SpaceX tests black satellite to reduce ‘megaconstellation’ threat to astronomy

Latest launch includes ‘DarkSat’ prototype to reduce reflection from fleets of broadband Internet satellites.
The NGC 5353/4 galaxy group image from a telescope at Lowell Observatory in Arizona, USA

The diagonal lines in this image taken at the Lowell Observatory in Flagstaff, Arizona, show light reflected from Starlink satellites launched by SpaceX.Credit: Victoria Girgis/Lowell Observatory

Honolulu, Hawaii

The aerospace company SpaceX launched 60 of its Starlink broadband Internet satellites into orbit on 6 January — including one, called DarkSat, that is partially painted black. The probe is testing one strategy to reduce the brightness of satellite ‘megaconstellations’, which scientists fear could interfere with astronomical observations.
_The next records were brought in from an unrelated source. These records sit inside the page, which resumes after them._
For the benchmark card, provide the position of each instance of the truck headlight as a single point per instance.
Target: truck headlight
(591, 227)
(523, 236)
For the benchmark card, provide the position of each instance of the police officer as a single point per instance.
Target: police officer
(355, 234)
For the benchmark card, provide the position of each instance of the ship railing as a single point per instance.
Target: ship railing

Various companies plan to launch thousands of Internet satellites in the coming years; SpaceX, of Hawthorne, California, aims to launch 24 batches of Starlinks this year. By the mid-2020s, thousands to tens of thousands of new satellites could be soaring overhead. Bright streaks caused by light reflecting off them could degrade astronomical images.

“I was complaining to my wife that I can’t sleep very well these days because of this,” says Tony Tyson, a physicist at the University of California, Davis, and chief scientist of the Vera C. Rubin Observatory, a major US telescope under construction in Chile. (It was renamed this week from the Large Synoptic Survey Telescope to honour the late Rubin, who discovered evidence for the existence of dark matter.)

Astronomers discussed the potential impacts of the satellites on various telescopes, and what could be done about them, on 8 January at a meeting of the American Astronomical Society in Honolulu, Hawaii. “2020 is the window to figure out what makes a difference in reducing the impact,” says Jeffrey Hall, director of Lowell Observatory in Flagstaff, Arizona, and chair of the society’s committee on light pollution.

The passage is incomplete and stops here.